Six Tips And Tricks For Safe Horse Trailering

Six Tips And Tricks For Safe Horse Trailering

 

Here at Trailers West, we’ve compiled a list of tips and tricks you can use to keep your horses safe while you’re on the road. If you take a few minutes to put safety first, you’ll arrive at your destination with less stress and happier horses!

1: Make sure your tow vehicle is rated and equipped to haul your load

Don’t hit the road without proper equipment! A low-rated tow hitch with a heavy trailer can lead to disaster on the road. Keep everyone safe by learning the tongue weight of your horse trailer and ensuring that your tow hitch and vehicle are capable of hauling your load.

Unsure if your tow hitch or vehicle is up to the job? Don’t be afraid to ask for help. If your question is in regards to towing or trailer design, send us a message at Trails West! We’ll be happy to help you.

2: Before you load up, inspect your trailer, tow hitch, and tow vehicle

Before you get behind the wheel, take a few moments to inspect your vehicles. The sun, rain, and snow can turn your trailer tire rubber brittle, which makes it vulnerable to blowouts on the road. Trailer tires should be changed every three to five years, even if they aren’t worn down.

Inspect the trailer itself for rust, weak floorboards, insect nests, damaged safety chains, and other hazards. Check to ensure the brake lights are working. In the case of mechanical failure, reflective materials can keep other drivers from rear-ending your trailer and potentially injuring your horses.

And don’t forget to take a look at your tow vehicle’s fluid levels, too, so that your truck is ready to handle the stress of hauling.

3: Distribute the load evenly

While loading your trailer with equipment, your horses, and other cargo, distribute the weight as evenly as possible. An unbalanced trailer is a tip hazard, or worse, creates negative tongue weight that could lift back end of your tow vehicle. Tether your horses and use dividers to keep them from shifting during transport.

4: Make your horses comfortable!

While trailering, do everything you can to secure your horse’s comfort. First, don’t saddle your horse for trailering. Some horses will lean against the trailer’s dividers, causing stirrups to rub against their body. Ouch! And as you drive, be alert for unusual shakes or sounds from the trailer that may indicate distress.

During summer months, the interior of a trailer can be sweltering. A horse trapped in a stifling trailer is in danger of heat exhaustion and dehydration.

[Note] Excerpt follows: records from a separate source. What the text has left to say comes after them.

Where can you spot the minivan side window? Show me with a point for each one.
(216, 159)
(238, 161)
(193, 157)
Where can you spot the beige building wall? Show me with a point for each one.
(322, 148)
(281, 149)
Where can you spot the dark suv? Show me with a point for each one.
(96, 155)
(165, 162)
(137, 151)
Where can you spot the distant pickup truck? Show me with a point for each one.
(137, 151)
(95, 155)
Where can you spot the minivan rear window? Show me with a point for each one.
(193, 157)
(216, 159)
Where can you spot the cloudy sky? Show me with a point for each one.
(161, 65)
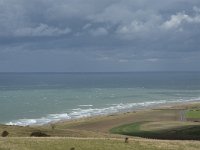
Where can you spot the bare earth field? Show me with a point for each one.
(108, 132)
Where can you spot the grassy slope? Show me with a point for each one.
(97, 127)
(93, 144)
(161, 130)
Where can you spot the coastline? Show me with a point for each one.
(141, 107)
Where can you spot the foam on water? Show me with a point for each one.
(87, 112)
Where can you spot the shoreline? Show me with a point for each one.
(152, 106)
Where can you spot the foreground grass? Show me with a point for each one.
(93, 144)
(161, 130)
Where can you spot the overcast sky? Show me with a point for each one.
(99, 35)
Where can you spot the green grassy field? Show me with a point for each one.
(94, 133)
(93, 144)
(161, 130)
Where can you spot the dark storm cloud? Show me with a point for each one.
(109, 34)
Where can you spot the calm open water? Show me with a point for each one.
(38, 98)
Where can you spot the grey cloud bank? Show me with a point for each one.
(93, 35)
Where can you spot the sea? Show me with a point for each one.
(41, 98)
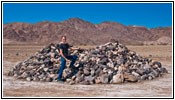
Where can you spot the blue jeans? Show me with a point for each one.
(63, 63)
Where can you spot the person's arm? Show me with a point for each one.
(61, 53)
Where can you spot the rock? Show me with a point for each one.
(28, 78)
(135, 74)
(108, 63)
(46, 69)
(130, 78)
(86, 71)
(49, 79)
(97, 80)
(72, 83)
(118, 78)
(104, 79)
(150, 77)
(164, 70)
(143, 77)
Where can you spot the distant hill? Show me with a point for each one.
(80, 32)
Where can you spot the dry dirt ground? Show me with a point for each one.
(159, 87)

Pack jugs of water and keep your horse well-hydrated during long trips in the heat.

Finally, don’t let your horse hang its head out of a trailer window while you’re on the road. Your horse can be injured by flying debris such as rocks or broken glass. Or in the case of an accident, your horse could be ejected from the trailer. To stay safe, close the bars over the window.

5: Practice trailering with your horse . . . and without it!

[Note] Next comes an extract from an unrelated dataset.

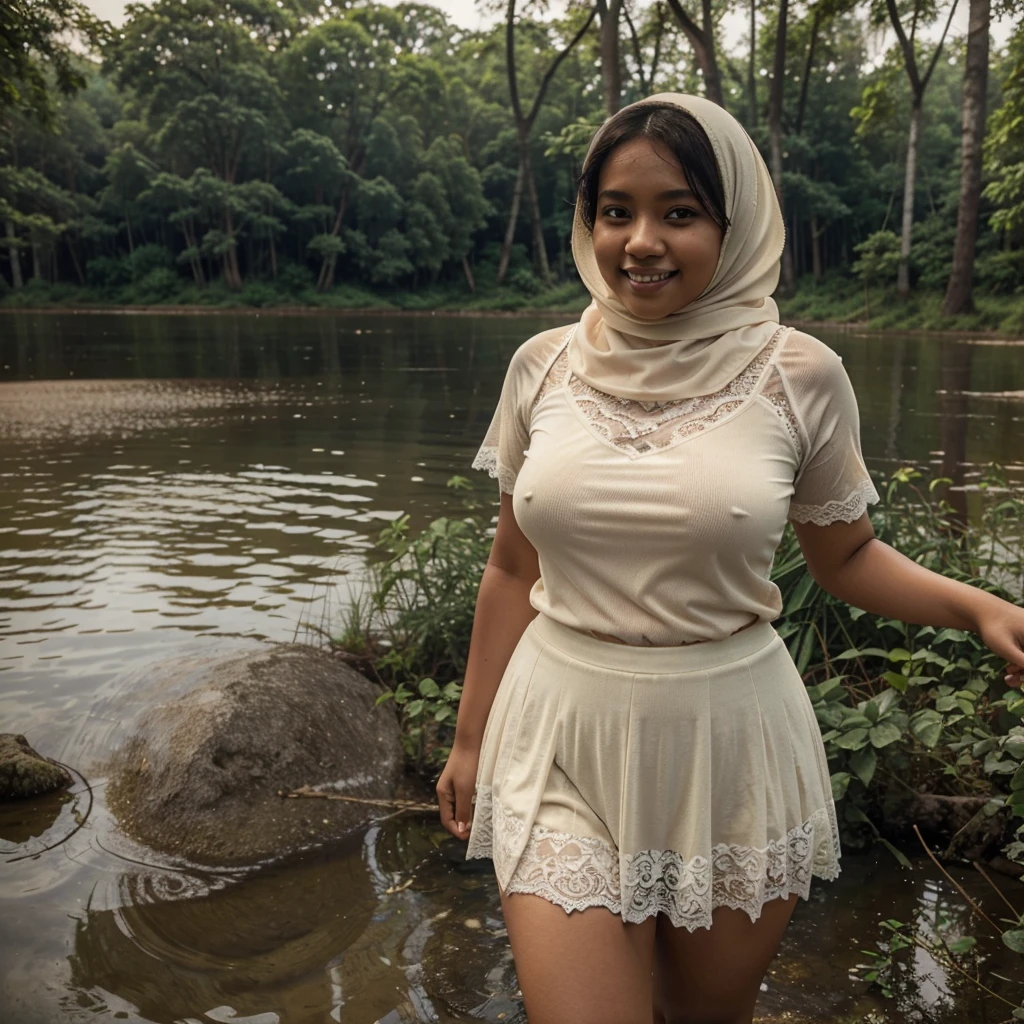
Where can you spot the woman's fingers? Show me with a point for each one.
(445, 803)
(463, 810)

After you purchase a new horse trailer, drive your trailer while it’s unloaded to get a feel for stopping, starting, turning, and backing. Stand in the back of the trailer and have a friend drive you around. Feeling the bumps from a horse’s point of view will give you a better understanding for how driving affects their balance.

To keep your horse from becoming trailer shy, practice loading, unloading, and traveling with it on a regular basis. If you’ve just purchased a new trailer, give your horse time to acclimate to the new rig, too. Horses avoid dark, enclosed spaces instinctually, so you may need to take your horse on a few smaller rides before attempting a longer trip.

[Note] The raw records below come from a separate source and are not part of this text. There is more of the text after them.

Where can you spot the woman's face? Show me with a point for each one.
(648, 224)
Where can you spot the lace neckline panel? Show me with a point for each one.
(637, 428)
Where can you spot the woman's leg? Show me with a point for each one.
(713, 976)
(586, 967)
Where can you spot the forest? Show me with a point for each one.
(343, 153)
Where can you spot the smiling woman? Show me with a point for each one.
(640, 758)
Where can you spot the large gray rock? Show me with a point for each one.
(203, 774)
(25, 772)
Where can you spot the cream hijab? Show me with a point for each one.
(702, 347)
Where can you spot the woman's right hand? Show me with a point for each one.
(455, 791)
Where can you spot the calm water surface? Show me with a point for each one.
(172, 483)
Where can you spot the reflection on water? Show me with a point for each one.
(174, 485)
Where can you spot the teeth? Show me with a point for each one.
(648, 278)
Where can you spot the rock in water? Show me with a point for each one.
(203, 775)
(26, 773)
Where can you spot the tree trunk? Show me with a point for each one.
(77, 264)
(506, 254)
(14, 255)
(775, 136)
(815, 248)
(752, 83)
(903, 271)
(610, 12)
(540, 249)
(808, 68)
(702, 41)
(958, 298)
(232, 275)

6: Be prepared for any emergency

When traveling with your horse, hope for the best but plan for the worst. Pack spare jugs of water, basic tools, an equine first aid kit, and emergency contact numbers for large animal services or veterinarians along your way. Make sure your cell phone is charged, too, and bring a spare charger.

We hope these tips will get you saddled up for safe horse trailer driving for years to come!